Talend in/out Couchbase connectors allows you to manage and transform your data. To bring data from other data sources into Couchbase, the tCouchbaseInput connector takes incoming data streams and transforms it into JSON documents before they are stored in Couchbase. To import data into Couchbase, you can define which data fields need to be transformed into JSON attributes. Similarly, to export data from Couchbase to other data sources, the tCouchbaseOutput connector uses the schema mapping specified by the user to read JSON documents and transform them into target data formats. You have the flexibility to define which attributes in your JSON document need to be exported and transformed. For this blog, I have created two simple jobs, however, more complex scenarios can be tackled with Talend as well.
Couchbase and Talend Jobs: Create a Document
The first job reads a .txt file which has unstructured data. The job creates a document with the data read. The input file consists of feedback from the customer and the customer_id is not of a single data type. It consists of characters, numbers and special characters as shown below.
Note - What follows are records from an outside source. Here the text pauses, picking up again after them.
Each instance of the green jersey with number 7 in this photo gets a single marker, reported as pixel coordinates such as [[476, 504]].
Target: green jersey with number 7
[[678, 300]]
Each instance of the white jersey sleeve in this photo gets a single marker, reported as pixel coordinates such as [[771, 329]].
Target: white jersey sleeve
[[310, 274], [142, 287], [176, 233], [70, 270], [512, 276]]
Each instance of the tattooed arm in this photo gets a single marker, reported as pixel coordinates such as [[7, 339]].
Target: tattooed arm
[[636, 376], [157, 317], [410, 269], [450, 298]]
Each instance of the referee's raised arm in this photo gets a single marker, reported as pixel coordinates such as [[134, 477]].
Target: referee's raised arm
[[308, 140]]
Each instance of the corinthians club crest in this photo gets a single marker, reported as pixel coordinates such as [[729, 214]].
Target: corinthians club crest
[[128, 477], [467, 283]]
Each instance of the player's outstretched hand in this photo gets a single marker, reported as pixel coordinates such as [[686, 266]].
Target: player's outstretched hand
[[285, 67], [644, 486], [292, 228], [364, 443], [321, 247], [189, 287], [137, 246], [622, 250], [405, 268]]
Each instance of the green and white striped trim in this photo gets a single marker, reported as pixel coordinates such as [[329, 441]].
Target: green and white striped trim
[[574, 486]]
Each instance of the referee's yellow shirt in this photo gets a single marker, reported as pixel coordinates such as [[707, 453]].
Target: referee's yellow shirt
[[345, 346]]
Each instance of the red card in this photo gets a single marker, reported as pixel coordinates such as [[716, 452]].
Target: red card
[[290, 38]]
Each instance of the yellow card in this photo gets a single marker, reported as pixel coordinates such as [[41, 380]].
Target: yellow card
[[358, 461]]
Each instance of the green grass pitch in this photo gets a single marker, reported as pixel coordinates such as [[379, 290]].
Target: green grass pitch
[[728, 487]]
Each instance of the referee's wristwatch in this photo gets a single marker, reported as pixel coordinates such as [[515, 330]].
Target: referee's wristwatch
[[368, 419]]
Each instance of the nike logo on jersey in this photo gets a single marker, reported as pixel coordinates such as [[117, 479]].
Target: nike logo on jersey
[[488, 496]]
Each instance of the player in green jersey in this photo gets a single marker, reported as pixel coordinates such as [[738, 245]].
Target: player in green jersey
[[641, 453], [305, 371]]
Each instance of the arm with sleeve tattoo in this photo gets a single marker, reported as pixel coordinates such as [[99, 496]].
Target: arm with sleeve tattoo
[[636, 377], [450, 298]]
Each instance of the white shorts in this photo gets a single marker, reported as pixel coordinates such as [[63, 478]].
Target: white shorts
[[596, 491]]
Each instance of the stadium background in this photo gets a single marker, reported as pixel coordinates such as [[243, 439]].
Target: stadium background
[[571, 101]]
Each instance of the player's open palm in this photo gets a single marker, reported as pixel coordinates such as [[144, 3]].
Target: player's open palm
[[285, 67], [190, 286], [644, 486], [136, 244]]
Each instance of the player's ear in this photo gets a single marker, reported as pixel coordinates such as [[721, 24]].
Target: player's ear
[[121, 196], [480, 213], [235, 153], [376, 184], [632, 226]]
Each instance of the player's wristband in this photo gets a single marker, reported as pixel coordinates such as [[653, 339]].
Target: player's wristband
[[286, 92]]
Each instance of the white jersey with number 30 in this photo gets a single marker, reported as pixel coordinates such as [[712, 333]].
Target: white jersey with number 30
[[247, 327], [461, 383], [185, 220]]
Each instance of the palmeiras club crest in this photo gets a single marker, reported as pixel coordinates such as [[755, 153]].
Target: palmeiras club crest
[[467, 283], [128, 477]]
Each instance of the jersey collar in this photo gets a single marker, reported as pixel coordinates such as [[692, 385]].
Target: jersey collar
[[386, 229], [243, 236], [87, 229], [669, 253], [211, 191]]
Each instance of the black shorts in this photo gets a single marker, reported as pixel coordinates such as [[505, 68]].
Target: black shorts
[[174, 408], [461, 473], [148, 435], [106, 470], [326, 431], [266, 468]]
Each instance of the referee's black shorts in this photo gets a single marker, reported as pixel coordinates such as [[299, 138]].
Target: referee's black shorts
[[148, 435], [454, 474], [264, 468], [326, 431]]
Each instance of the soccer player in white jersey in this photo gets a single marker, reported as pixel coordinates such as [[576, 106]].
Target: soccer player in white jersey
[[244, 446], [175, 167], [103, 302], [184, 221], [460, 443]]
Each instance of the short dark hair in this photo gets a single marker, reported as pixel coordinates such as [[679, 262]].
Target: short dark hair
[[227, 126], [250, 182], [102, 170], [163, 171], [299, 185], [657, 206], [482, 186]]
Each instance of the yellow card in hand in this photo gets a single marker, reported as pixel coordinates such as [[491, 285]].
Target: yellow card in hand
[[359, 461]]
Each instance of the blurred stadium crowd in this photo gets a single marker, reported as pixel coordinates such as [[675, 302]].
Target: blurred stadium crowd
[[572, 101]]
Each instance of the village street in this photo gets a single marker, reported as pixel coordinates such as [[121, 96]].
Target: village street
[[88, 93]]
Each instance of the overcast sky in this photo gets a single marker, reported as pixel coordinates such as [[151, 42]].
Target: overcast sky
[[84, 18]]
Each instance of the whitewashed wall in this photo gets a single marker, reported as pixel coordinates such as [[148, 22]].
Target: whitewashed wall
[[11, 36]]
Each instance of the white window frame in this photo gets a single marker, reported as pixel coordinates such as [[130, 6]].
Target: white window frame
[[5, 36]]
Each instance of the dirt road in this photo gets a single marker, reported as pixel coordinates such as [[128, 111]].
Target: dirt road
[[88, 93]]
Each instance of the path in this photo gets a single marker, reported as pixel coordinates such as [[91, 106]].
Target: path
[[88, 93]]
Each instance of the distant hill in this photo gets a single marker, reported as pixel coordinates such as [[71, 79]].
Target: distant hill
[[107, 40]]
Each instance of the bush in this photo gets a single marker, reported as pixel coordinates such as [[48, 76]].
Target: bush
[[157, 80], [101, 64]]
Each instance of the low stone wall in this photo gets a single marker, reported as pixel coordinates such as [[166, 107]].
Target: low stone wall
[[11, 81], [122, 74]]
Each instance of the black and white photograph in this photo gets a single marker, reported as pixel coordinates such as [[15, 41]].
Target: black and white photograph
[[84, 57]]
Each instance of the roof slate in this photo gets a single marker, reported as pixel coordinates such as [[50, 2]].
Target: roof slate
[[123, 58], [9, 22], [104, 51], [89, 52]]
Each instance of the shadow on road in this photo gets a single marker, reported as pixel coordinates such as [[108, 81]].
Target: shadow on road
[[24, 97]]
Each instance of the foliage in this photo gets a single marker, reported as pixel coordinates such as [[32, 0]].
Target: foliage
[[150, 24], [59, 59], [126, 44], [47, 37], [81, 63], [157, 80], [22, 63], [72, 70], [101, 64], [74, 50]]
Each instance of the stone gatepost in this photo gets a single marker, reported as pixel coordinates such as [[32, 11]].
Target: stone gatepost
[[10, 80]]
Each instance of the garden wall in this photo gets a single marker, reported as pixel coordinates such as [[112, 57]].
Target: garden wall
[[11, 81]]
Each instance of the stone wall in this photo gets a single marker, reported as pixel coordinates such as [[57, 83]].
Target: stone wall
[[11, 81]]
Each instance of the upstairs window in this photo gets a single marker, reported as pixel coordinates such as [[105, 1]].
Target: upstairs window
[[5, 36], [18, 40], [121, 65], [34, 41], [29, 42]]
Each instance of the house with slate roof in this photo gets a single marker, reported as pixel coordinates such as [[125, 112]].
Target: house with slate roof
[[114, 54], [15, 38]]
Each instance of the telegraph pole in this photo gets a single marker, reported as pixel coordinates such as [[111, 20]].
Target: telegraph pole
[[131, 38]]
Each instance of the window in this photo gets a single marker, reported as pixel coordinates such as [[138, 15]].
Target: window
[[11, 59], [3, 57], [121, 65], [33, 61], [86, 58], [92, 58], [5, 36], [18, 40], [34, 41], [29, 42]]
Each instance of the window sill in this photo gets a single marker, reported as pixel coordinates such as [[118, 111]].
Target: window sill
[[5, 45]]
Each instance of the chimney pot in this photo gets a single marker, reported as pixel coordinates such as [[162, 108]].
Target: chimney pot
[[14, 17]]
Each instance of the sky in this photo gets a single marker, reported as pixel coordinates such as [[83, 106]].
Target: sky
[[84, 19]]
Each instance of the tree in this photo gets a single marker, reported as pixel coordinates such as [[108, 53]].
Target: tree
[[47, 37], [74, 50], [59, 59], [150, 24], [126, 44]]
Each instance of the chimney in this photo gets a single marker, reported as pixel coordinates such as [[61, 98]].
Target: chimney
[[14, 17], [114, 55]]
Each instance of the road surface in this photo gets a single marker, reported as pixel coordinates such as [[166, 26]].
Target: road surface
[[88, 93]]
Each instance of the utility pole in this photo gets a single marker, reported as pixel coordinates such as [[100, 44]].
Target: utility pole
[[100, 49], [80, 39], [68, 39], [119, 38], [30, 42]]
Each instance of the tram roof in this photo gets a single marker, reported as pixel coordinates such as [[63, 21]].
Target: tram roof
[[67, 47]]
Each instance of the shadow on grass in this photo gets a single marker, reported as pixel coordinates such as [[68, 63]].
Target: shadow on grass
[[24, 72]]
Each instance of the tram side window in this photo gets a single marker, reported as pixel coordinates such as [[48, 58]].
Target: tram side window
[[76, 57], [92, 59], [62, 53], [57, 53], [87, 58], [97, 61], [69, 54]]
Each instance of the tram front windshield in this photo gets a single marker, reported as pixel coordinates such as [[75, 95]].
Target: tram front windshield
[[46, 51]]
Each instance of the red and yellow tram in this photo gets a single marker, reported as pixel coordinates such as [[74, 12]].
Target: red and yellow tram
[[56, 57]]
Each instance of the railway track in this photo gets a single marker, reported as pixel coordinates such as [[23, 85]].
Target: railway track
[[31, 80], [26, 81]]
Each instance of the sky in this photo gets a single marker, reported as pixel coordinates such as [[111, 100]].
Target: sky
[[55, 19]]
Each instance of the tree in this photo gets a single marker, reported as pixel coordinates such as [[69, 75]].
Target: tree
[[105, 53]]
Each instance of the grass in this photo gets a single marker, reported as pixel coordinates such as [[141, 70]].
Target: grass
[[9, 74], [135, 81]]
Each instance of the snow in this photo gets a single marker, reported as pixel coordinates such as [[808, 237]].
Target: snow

In the traditional approach, we would have started with creating a surrogate key (which will be a primary key) for the customer_id. However, with Couchbase, we could store this as-is.
The overall job would look like the image given below. tCouchbase_Connection opens a connection to the Couchbase server. Once the connection is established, the input file is read and few transformations are done in tMap component post which the data is written to a document in the Couchbase Server.
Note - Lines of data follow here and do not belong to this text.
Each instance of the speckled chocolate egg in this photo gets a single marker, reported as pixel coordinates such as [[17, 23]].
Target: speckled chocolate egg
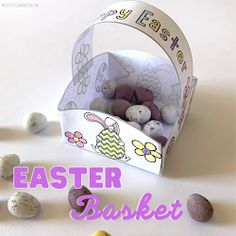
[[153, 128], [169, 114], [99, 104], [23, 205], [109, 88], [7, 163], [161, 139], [74, 194], [155, 112], [125, 92], [100, 233], [138, 113], [143, 95], [119, 108], [199, 208], [135, 124], [35, 122]]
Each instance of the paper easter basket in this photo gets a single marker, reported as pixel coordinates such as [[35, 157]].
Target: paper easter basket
[[171, 82]]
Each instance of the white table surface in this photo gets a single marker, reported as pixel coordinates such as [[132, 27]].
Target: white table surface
[[35, 68]]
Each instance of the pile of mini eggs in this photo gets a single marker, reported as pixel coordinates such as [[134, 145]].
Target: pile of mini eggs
[[136, 106]]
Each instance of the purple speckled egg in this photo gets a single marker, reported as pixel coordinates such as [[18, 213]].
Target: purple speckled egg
[[74, 194], [143, 95], [125, 92], [119, 108], [155, 112], [161, 139]]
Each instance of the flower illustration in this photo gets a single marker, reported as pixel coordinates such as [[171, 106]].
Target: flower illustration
[[76, 138], [82, 57], [148, 150], [83, 79]]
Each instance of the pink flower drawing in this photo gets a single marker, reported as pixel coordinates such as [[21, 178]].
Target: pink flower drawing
[[76, 138]]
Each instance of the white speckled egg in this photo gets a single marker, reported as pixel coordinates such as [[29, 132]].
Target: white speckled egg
[[169, 114], [35, 122], [99, 104], [153, 128], [7, 163], [135, 124], [138, 113], [109, 88], [23, 205]]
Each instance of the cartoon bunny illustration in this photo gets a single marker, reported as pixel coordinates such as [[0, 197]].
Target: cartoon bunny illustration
[[108, 141]]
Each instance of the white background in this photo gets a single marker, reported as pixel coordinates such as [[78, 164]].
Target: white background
[[35, 68]]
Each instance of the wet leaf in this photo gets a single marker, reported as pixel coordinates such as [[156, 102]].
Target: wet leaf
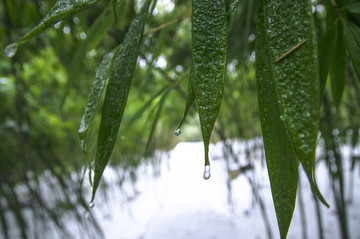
[[61, 10], [190, 98], [96, 32], [338, 65], [353, 7], [96, 90], [281, 159], [352, 38], [117, 92], [155, 121], [296, 76], [209, 36], [325, 49]]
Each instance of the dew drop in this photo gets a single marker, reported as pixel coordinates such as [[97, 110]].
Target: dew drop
[[177, 132], [207, 174], [10, 50]]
For the example job given the default bucket is used and tCpouchbaseOutput settings look like this:
Note that the JSON configuration is very important as this would define the way your document would be stored. In the example, the JSON configuration is similar to what is shown below.
Once the job runs successfully, you could login to Couchbase and check that the document is created.
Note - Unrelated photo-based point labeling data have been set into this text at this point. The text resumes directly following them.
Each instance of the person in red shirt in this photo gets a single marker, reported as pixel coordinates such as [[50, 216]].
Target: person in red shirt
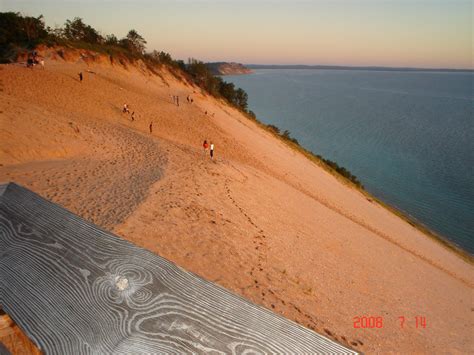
[[205, 145]]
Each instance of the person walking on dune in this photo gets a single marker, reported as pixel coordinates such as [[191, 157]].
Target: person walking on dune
[[211, 151]]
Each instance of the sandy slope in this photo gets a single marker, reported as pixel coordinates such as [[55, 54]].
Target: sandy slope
[[260, 220]]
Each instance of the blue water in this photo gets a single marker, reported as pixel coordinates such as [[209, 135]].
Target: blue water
[[408, 136]]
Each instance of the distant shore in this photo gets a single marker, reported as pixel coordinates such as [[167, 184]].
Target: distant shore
[[371, 68]]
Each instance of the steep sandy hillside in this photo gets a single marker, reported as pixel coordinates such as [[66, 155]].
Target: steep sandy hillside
[[260, 219]]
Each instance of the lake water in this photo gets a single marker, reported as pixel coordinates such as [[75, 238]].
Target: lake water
[[408, 136]]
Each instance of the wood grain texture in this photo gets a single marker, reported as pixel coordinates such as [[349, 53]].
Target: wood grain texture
[[76, 289]]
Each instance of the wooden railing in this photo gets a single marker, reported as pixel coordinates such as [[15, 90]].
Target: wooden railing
[[74, 288]]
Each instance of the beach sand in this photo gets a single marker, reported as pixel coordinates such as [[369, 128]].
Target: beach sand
[[260, 219]]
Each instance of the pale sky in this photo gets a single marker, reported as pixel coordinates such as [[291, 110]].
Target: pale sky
[[414, 33]]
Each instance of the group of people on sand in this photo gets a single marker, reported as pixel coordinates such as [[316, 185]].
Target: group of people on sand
[[175, 99], [34, 59], [209, 146]]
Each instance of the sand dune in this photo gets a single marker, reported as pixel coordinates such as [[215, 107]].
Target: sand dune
[[260, 219]]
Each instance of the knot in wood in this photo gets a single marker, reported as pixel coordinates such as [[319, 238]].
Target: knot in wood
[[121, 283]]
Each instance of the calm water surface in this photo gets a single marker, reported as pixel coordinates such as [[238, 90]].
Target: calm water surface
[[408, 136]]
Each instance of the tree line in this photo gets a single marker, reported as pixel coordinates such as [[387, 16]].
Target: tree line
[[20, 32]]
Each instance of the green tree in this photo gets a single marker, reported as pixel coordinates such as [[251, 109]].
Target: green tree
[[241, 98], [77, 30], [134, 42]]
Couchbase and Talend Jobs: Read a Document
This job would read the document created by our previous job. There are two ways of reading the documents.
- Using the key: IDs of the documents stored in the Couchbase database document. In our example, it could be either 123,6534672 or john.
- Using the views: Use this check box to view the document information as per the Map/Reduce functions and other settings. The schema here has three pre-defined fields, Id, Key, and Value. Where, Id holds the document ID, Key holds the information specified by the key of the Map function and Value holds the information specified by the value of the Map function.
The job given below reads the document using the key. The key must be specified in the settings.
tCouchBaseInput settings in the job are given below.
Once the job runs successfully, the output according to the filter given in the settings would be displayed in the console.
The next job reads the document using the views.
Change the settings in the tCouchbaseoutput as shown below. Here I am creating a view ‘customer_view’ with customer_id,customer_name and feedback columns.
Save the and run the job. Go to Couchbase console and check that the view and the result set is created. This view could further be used for jobs or for ad-hoc queries.
I hope this blog would be useful while working with Talend and Couchbase. As always, feedback, questions, and comments are welcomed below! Happy connecting.